À mesure que les travaux s’achèvent, le complexe industriel de production d’eau de l’Ozone s’impose comme l’un des chantiers d’infrastructures les plus stratégiques pour l’approvisionnement en eau potable de Kinshasa. En visite d’inspection technique et financière samedi 21 février, le ministre des Finances, Doudou Fwamba Likunde, a évalué l’état d’avancement de cette méga-usine appelée à desservir près de six millions d’habitants. D’un coût global de 500 millions de dollars et dotée d’une capacité de 330 000 m³ par jour, l’installation constitue une première en République démocratique du Congo par l’ampleur de ses équipements et son modèle d’exécution.
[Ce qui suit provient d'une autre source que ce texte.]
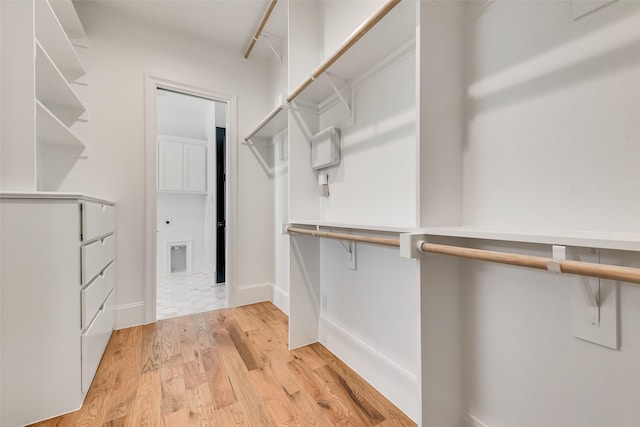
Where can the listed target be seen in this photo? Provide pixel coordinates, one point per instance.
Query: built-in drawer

Les autorités saluent une concordance entre les dépenses engagées et la progression physique du chantier, tandis que les partenaires internationaux mettent en avant la qualité de la mise en œuvre. À l’approche de la réception définitive, ce projet emblématique est présenté comme un levier majeur pour améliorer l’accès aux services de base dans la capitale congolaise, confrontée depuis des années à une forte pression démographique et à des déficits chroniques en eau potable.

Le ministre des Finances, Doudou Fwamba Likunde, a effectué samedi 21 février 2026 une visite d’inspection technique et financière du complexe industriel de production d’eau de l’Ozone, situé dans la commune de Ngaliema, dans l’ouest de Kinshasa, afin d’évaluer l’état d’avancement des travaux arrivés à leur phase finale, selon un communiqué officiel.
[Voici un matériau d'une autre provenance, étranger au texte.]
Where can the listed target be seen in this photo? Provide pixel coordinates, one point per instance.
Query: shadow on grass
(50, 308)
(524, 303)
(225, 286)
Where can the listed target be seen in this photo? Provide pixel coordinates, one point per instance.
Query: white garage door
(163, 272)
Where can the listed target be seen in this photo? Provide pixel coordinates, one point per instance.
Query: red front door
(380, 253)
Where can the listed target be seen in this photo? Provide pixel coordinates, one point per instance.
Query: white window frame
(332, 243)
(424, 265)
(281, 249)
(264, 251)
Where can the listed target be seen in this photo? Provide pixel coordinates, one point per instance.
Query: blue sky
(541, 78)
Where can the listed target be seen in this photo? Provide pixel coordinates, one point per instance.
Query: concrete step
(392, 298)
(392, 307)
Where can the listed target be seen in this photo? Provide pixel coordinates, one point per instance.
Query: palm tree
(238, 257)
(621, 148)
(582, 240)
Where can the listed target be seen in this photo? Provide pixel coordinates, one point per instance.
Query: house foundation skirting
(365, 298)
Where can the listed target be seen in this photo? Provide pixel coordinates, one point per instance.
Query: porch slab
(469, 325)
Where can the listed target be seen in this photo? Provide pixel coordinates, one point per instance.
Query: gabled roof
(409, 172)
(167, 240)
À son arrivée sur le site, le ministre a été accueilli notamment par le directeur général de la Regideso, Mutombo Tshilumba David, le coordonnateur de la Cellule d’exécution des projets eau (Cepo) du ministère des Ressources hydrauliques et Électricité, Nestor Manduku, ainsi que par le représentant de la Banque mondiale, Ferera Mogusha.

La délégation a parcouru l’ensemble des installations de cette méga-usine, depuis le captage des eaux jusqu’aux différentes étapes de traitement, en passant par le centre de suivi informatisé du processus de production et la salle des machines. Cette immersion technique visait à vérifier la conformité entre l’exécution physique des travaux et les engagements financiers.
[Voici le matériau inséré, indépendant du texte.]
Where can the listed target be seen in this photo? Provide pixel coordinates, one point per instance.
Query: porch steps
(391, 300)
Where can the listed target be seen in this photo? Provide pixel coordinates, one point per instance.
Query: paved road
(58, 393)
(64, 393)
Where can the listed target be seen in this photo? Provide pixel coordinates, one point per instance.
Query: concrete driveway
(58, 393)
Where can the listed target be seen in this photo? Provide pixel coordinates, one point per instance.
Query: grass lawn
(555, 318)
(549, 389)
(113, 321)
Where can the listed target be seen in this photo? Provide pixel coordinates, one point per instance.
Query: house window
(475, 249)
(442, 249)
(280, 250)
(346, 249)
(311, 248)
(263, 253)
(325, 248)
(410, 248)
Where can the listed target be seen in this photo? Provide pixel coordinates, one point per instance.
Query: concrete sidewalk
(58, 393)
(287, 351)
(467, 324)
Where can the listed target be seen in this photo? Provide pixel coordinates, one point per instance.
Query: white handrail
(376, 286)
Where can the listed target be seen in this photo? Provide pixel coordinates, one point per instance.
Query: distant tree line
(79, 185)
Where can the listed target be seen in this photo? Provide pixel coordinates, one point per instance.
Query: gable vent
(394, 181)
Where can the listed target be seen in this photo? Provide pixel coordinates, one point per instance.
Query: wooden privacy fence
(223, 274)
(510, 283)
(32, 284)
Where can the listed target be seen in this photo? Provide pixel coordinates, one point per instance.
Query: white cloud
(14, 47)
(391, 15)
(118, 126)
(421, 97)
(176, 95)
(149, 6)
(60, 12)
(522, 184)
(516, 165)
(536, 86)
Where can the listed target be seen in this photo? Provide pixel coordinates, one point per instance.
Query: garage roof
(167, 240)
Au terme de la visite, le ministre s’est déclaré satisfait de la gestion du projet. « La réalisation financière de ce projet est en parfaite adéquation avec l’exécution physique sur le terrain », a-t-il affirmé, saluant un « modèle d’exécution exemplaire » et le travail réalisé par le projet Kin Elenda, la Cepo et les partenaires techniques, dont la Banque mondiale.

Doté d’une capacité de production de 330 000 m³ d’eau potable par jour pour un coût global de 500 millions de dollars américains, le complexe comprend trois modules de traitement, une configuration inédite en République démocratique du Congo. Selon les autorités, cette infrastructure permettra d’alimenter près de six millions d’habitants de la capitale, contribuant ainsi à réduire le déficit chronique d’accès à l’eau potable.

Le directeur général de la Regideso a attribué cette avancée à « la vision du chef de l’État Félix Tshisekedi », annonçant que des projets similaires sont envisagés à Lutendele et à Maluku afin d’étendre la capacité de production d’eau dans la ville.

De son côté, le représentant de la Banque mondiale a exprimé la satisfaction de son institution quant à la qualité des travaux exécutés par la Cepo, soulignant l’importance de ce partenariat pour renforcer les infrastructures essentielles.

Lancés il y a près de six ans, les travaux du complexe de l’Ozone entrent désormais dans leur phase finale. La réception définitive de cette méga-usine, présentée comme l’un des piliers de la politique d’amélioration des services de base, est attendue dans un avenir proche, selon la même source.